The authors write, “At the sector’s peak in 2009/10, we enrolled nearly 3.7 million students. The latest available data shows enrollments are down by nearly 1.5 million students.2 Even higher education journalists began to take notice of the previous administration’s war against our sector. In an article describing the legacy of President Obama’s policies in higher education, editors at Inside Higher Ed wrote, ‘The colleges themselves argued that Obama and aides at the department with close ties to consumer advocates wanted to destroy the industry. They may have a point, as in recent years the (Obama) administration’s stance appears to have shifted from going after ‘bad actors’ among for-profits to a more globalized enmity.’”
According to Gunderson and Dakduk, the sentiment of the former administration has seeped into the public consciousness. And that’s bad.
At this point, there are ample data that suggest the for-profit education sector in the U.S. doesn’t just have a few bad apples; it’s primarily comprised of them. But that argument is as old as the lobbyist rhetoric that allowed fraudsters to grow their industry by 225% between 1998 and 2008.
Many old guard for-profit educators (logically) blame the Obama administration for taking them down.

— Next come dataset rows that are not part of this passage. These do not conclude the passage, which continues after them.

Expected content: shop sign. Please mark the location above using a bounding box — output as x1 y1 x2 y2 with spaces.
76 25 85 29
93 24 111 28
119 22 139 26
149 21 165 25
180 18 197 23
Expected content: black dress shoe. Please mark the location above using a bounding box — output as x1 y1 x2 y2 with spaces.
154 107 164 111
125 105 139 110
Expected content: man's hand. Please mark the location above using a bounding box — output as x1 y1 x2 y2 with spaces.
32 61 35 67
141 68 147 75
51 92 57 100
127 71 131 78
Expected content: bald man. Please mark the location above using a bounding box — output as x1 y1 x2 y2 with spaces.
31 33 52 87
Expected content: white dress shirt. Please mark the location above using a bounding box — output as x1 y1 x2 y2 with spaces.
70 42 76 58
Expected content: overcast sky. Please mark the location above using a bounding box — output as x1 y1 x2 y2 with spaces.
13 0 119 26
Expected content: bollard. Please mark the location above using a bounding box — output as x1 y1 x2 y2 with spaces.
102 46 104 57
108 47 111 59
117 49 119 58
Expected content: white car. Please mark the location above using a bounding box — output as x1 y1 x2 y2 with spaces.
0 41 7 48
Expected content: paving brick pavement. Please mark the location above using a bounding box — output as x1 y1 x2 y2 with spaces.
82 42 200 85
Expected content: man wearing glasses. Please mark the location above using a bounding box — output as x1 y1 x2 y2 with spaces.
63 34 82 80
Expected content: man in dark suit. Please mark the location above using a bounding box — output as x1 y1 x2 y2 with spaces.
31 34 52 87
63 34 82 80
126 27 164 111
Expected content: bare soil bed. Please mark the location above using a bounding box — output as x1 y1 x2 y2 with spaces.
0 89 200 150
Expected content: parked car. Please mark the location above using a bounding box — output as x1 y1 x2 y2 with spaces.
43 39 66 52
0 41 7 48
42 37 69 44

By that reasoning, Trump, or at least Betsy DeVos—who has numerous investments in the for-profit sector—should be able to right the ship. (Gunderson and Dakduk begin their article writing “In November of 2016, the for-profit sector collectively breathed a deep sigh of relief.”)
But the for-profit education sector as we know it might just fall to a different enemy: itself.

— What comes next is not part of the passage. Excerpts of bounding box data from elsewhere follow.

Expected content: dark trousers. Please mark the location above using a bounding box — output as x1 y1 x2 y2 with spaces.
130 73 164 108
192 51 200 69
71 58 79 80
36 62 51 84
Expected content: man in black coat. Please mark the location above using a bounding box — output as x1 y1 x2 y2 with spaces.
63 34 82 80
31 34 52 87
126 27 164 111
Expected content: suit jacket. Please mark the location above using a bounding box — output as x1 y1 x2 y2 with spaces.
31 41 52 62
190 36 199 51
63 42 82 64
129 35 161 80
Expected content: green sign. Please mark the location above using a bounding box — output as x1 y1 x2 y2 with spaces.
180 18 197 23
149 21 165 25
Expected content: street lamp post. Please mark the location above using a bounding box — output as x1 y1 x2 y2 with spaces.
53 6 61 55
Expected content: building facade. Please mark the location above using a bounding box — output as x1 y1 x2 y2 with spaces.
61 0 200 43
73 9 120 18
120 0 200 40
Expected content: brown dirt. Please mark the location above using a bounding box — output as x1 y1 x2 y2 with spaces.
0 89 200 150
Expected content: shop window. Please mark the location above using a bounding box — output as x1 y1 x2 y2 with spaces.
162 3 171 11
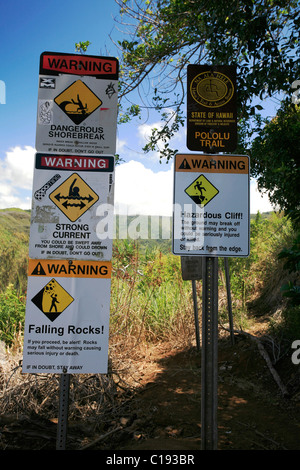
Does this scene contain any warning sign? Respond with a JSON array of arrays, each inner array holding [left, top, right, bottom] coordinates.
[[185, 175, 219, 207], [49, 173, 99, 222], [187, 64, 237, 153], [54, 80, 102, 124], [31, 279, 74, 321], [173, 154, 250, 257], [36, 52, 118, 155], [23, 259, 111, 374], [29, 153, 114, 260]]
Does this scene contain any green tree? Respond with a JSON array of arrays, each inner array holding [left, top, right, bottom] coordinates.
[[251, 99, 300, 226], [115, 0, 300, 159]]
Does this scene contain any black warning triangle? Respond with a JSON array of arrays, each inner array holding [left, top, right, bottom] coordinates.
[[178, 158, 191, 170], [31, 263, 46, 276]]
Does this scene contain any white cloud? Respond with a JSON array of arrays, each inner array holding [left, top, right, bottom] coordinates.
[[0, 146, 274, 216], [115, 160, 173, 216], [0, 146, 35, 209]]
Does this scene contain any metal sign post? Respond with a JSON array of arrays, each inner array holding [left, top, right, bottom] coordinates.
[[201, 257, 218, 450], [192, 280, 200, 351], [181, 256, 202, 351], [56, 373, 70, 450]]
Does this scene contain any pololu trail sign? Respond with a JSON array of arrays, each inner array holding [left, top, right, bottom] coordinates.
[[173, 154, 250, 257], [187, 64, 237, 153], [36, 52, 118, 154], [23, 259, 111, 374], [29, 153, 114, 260]]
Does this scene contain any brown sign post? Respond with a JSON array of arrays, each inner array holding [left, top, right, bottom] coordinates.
[[187, 64, 237, 153]]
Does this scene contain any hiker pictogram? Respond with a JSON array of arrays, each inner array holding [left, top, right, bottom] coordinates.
[[31, 279, 74, 321], [49, 173, 99, 222], [185, 175, 219, 207], [54, 80, 102, 124]]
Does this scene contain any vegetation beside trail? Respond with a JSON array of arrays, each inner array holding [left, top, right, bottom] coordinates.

When most people say ‘for-profit education,’ they mean institutions of higher education that can receive Title IV funding. These are your Phoenix, DeVry, and Strayer Universities, along with many others. But using the term for its basic meaning, it denotes far more than that.
Sure there have always been vocational training programs, but in the past three to five years, there have been two explosions in for-profit education.

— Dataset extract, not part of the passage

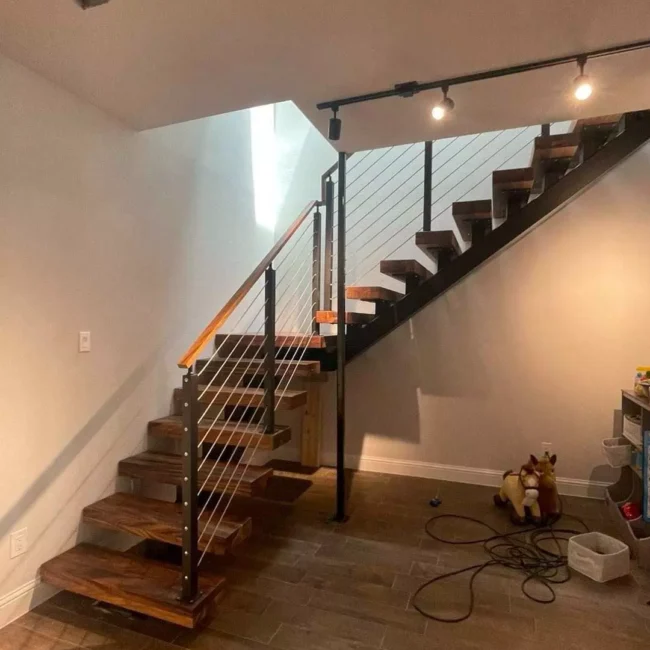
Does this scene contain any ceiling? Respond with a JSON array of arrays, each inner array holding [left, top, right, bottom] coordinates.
[[0, 0, 650, 151]]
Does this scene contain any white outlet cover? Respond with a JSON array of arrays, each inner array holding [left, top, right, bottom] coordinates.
[[9, 528, 27, 559], [79, 332, 90, 352]]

The first has been MOOCs. Initially offered with the true sense of ‘open,’ many MOOC providers have pivoted to for-profit models. Two leaders in this category, Udacity and Coursera, have been particularly successful. The former has achieved certified unicorn status while the later is close behind. While enrollment growth slowed in 2017, many millions of learners continue to sign up for at least one MOOC every year. Compared to the reported 40% decrease in for-profit college enrollment, we know where we’re going to put our chips.
The second explosion has occurred with coding bootcamps. These programs train coding noobs to be employable developers in a matter of a few months. In terms of time in class per dollar spent, these guys might match for-profit college price points. Their impact is still negligible compared to other for-profits. They educated just over 22,000 learners in 2017 and grossed $266 million. Still, their growth and success are undeniable. In 2013, they educated just 2,178 students.
Both MOOC-providers and coding bootcamps have seen success educating learners quicker for less money.
What’s more, these companies are arguably healthier for the U.S. economy. The reason? Students can’t take out a federal student loan to pay for them. They’re far more affordable and most learners simply pay out of pocket.
That’s not how it goes with for-profits. A 2012 senate report issued by a committee led by Senator Tom Harkin found that a whopping 96% of students at for-profit colleges paid tuition in full or in part with federal loans.
The explosion of for-profit universities occurred during a time when the availability of federal student loans was also drastically increasing. Opposed to non-profit institutions, which take 40% of their income at most from tuition and fees, for-profits receive over 90% of their gross revenue from what students pay.
Yes, liberal government policies took for-profits down, but they also made their explosion possible in the first place.
A quick scan of for-profit SEC filings will reveal negligible year-over-year growth or even a good deal of red ink. For the old guard of for-profit education to resume their spot on top, two things will need to happen. They’ll need to come abreast to the practices of the MOOC-providers and coding bootcamps, and they’ll need to be able to secure federal loans for their students taking these programs. Unsurprisingly, Gunderson and Dukdak call for this exactly in their article: “Reauthorization [of the Higher Education Act] must reflect this change as a growing number of adults seek postsecondary education in shorter terms and in less than 4-year BA programs. We need short-term Pell grants.”
The for-profit education industry of the last decade was never healthy. It’s time to move on.